Scientology might be one of the few religions founded in the 20th century to have survived into the 21st, but that’s because it really took off in the past forty years—it’s not even a hundred years old. Its credibility is eroding in Hollywood, and is unlikely to thrive beyond the Cruise-Travolta-Will Smith era as it once did—all of these guys are heading out to pasture soon.
It should also be noted that the vast majority of people in the film business have not relied on Scientology to get ahead. At the risk of sounding like the anti-Semite I am emphatically not, it pays far more to be a part of the cult of Judaism, if you see cronyism and not talent as the way forward, which I don’t, and nobody with any real firsthand knowledge of how we conduct business does, either.
What will keep the Church going is its formidable assets in terms of property and cash (over a billion dollars liquid), and the willingness of some people to believe just about anything, the more incredible the better.

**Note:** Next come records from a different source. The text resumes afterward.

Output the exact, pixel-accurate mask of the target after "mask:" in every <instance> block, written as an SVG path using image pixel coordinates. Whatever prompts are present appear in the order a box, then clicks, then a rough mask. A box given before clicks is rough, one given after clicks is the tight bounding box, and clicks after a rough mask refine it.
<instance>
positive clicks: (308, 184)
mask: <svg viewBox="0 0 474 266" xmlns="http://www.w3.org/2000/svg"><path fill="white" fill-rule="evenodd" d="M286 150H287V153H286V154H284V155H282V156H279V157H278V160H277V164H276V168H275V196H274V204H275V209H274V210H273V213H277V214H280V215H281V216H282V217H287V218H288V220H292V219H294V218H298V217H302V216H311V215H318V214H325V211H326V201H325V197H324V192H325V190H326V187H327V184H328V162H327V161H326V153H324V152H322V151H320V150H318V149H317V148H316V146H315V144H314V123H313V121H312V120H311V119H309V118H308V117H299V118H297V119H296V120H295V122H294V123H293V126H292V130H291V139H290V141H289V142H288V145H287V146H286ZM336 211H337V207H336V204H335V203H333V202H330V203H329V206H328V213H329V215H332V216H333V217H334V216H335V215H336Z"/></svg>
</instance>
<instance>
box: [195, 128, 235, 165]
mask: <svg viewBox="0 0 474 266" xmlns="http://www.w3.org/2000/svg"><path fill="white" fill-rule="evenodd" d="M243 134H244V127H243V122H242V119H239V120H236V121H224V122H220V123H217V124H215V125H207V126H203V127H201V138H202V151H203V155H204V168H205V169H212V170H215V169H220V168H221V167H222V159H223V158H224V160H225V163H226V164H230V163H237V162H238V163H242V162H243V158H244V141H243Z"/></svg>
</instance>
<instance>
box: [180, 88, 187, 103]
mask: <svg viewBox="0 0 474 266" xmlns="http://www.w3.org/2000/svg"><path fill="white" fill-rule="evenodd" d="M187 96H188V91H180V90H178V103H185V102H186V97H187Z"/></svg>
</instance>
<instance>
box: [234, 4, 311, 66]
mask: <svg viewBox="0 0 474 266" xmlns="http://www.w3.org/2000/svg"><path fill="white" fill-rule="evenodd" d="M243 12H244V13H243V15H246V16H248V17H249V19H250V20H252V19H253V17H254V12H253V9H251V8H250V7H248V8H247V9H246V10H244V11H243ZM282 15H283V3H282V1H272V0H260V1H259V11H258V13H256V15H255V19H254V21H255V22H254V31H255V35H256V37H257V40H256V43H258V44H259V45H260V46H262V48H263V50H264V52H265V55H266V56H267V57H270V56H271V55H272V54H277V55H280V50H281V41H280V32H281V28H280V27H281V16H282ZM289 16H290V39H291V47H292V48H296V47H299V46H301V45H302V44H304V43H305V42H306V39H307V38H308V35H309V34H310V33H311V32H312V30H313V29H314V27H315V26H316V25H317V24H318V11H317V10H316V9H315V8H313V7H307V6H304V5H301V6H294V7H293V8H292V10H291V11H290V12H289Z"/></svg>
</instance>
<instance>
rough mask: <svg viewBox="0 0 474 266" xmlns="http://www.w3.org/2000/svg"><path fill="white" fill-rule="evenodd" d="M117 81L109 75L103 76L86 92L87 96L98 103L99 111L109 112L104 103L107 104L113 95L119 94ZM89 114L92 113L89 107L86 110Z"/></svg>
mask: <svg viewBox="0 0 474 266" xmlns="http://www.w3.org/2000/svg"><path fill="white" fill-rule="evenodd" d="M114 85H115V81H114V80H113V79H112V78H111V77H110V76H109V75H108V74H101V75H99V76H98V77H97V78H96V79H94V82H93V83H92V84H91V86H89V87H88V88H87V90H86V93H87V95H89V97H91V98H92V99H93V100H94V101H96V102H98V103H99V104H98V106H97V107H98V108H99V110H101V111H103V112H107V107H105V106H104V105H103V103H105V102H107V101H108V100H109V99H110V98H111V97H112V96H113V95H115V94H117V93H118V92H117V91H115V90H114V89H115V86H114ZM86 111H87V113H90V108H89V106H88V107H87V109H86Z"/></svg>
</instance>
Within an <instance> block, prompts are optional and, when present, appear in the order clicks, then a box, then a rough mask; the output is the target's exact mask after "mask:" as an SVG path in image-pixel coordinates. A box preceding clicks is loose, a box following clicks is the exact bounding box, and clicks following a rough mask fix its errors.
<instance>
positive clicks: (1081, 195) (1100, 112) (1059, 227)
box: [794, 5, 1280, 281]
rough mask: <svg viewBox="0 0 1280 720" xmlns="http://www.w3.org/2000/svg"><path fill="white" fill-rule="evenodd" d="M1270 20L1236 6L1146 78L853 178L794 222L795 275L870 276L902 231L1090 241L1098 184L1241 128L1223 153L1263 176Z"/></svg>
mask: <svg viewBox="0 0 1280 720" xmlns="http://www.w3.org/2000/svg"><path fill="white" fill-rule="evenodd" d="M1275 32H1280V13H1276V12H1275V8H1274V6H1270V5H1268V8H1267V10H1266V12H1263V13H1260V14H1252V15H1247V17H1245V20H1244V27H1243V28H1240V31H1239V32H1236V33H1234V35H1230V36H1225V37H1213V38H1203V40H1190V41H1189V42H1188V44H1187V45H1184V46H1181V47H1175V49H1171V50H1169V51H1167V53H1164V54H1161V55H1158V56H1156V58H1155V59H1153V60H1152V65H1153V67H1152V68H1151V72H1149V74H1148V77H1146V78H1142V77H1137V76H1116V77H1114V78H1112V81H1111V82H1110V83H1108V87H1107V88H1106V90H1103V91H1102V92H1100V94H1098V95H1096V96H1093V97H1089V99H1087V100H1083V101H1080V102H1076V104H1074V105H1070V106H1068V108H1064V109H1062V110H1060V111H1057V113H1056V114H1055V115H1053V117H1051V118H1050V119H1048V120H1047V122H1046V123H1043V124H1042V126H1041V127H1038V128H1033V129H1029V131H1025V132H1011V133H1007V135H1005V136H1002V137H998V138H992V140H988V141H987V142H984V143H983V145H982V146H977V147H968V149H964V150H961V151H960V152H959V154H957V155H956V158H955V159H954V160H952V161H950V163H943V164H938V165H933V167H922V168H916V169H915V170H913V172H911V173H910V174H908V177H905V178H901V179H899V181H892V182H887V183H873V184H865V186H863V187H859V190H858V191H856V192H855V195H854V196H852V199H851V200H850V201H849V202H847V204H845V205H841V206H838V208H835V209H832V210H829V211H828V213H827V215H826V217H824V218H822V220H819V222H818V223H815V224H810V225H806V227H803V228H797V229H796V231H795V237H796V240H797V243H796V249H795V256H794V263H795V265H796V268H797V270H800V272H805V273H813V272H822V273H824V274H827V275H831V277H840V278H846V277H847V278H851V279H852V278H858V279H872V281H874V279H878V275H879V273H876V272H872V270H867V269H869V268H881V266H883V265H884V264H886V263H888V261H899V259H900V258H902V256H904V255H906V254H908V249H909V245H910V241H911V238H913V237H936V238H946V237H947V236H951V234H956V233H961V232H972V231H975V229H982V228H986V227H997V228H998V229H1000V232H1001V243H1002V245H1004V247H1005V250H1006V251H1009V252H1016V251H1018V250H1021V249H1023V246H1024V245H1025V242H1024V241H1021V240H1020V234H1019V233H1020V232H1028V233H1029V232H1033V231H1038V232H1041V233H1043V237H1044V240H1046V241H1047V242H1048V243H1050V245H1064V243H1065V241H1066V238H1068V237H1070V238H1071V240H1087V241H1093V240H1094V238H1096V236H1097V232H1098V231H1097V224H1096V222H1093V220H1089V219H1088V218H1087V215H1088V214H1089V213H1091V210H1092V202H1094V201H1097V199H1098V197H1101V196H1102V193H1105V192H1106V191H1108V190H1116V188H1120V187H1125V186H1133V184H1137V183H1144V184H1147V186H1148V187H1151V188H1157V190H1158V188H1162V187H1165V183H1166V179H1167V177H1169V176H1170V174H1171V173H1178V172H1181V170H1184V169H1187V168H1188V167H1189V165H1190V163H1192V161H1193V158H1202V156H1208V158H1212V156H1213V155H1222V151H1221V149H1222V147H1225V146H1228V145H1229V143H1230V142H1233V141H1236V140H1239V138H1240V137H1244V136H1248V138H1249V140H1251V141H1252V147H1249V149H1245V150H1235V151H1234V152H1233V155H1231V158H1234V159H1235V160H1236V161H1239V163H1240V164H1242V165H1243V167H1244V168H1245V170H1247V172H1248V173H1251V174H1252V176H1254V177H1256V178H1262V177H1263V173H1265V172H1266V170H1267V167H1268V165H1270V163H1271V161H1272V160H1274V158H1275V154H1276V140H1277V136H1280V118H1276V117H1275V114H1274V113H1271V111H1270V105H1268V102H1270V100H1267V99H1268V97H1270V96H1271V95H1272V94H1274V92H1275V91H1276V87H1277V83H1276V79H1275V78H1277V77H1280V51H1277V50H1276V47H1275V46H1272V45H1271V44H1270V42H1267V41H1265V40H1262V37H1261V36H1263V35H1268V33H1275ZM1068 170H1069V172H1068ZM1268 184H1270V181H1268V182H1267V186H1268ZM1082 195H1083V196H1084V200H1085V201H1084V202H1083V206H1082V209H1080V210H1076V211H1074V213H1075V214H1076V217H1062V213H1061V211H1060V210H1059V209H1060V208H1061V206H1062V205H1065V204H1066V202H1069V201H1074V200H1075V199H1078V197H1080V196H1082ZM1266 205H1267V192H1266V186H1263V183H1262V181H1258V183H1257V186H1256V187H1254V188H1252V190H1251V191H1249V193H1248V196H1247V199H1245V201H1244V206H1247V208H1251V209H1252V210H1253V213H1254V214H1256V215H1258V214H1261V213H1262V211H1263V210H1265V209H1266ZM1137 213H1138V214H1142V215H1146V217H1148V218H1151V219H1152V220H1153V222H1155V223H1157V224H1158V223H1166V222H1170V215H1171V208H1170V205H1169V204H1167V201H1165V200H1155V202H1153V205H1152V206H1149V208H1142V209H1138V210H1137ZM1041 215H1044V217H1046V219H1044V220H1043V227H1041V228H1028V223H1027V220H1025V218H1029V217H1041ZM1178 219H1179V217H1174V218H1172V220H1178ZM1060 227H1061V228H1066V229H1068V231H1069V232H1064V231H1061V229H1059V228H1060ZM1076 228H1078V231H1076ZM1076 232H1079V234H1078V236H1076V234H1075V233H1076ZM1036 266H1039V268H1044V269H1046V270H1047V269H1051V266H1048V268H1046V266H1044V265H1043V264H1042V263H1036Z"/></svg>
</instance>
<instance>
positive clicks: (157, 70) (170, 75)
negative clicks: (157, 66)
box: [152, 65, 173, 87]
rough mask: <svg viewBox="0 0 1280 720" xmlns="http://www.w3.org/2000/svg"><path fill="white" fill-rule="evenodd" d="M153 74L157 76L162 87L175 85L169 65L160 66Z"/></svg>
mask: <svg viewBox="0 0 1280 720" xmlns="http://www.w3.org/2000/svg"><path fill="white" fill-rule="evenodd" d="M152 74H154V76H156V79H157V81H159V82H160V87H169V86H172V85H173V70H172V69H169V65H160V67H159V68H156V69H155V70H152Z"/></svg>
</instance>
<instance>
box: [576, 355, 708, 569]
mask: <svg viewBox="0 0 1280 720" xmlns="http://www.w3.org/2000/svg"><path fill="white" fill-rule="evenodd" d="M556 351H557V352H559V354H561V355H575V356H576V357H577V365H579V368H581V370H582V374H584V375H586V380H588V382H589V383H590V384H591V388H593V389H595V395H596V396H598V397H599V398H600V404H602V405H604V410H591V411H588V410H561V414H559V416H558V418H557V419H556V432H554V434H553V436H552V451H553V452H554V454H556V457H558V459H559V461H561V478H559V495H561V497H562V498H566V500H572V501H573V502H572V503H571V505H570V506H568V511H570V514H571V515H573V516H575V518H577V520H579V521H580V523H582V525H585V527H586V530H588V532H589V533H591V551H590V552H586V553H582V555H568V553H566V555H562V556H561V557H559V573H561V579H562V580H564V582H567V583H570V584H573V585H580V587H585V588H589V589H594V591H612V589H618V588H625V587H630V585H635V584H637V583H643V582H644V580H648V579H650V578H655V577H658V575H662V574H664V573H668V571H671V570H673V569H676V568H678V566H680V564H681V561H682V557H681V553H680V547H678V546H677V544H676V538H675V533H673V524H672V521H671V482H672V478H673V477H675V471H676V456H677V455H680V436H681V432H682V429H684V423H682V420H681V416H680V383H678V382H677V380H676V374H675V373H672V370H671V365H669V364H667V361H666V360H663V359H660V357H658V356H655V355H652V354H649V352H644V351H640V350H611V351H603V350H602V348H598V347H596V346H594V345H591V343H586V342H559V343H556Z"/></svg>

But those people are very few in terms of percentage of the human race, and as the cult’s credibility dwindles all that will remain is the functionally insane, or those poor wretches brainwashed since childhood because they were born into Scientology.
However much people may moan about modern times, this isn’t the Middle Ages; we have a very good understanding of the hogwash “science” behind Scientology. It is on a par with the charlatanry behind a Jewish messiah walking on water, multiplying fishes and loaves, and raising the dead, not to mention what Joseph Smith added to that for Mormonism. Fortunately, this greatest of all frauds called religion is collapsing as humanity evolves at an increasingly faster pace, and not a moment too soon.
And then there is Wright’s article and book. It may not be revolutionizing to the general populous that is only affected by the cult when they have no choice but to read about the latest celerity scandal at the supermarket checkout. But to the world that Scientology infects—the moneyed elite of New York, Florida and Southern California that has hitherto been its support structure—it will matter a great deal. Regardless of the lies and the denials from Miscavige and his minions, the truth is out there now, succinctly reported by one of our most respected journalists, published in our most august and flawlessly fact-checked publications.
So, Mr. Miscavige, by all means take our village idiots, our deluded, our hallucinating, provided they come to you of their own free will and are not enslaved, much less subjected to so much violence. Let them take saunas and digest niacin, be audited and hypnotized, and even build sandcastles for your pleasure and greater glory. But you should be taxed, and investigated for your abuses; these are some seriously criminal acts of which you are being accused. I hope the FBI clamps down soon. And if, as you say, you are comparable to the persecuted early Christians, I’ll be sure to have a front-row seat in the Coliseum to watch you be eaten alive by lions.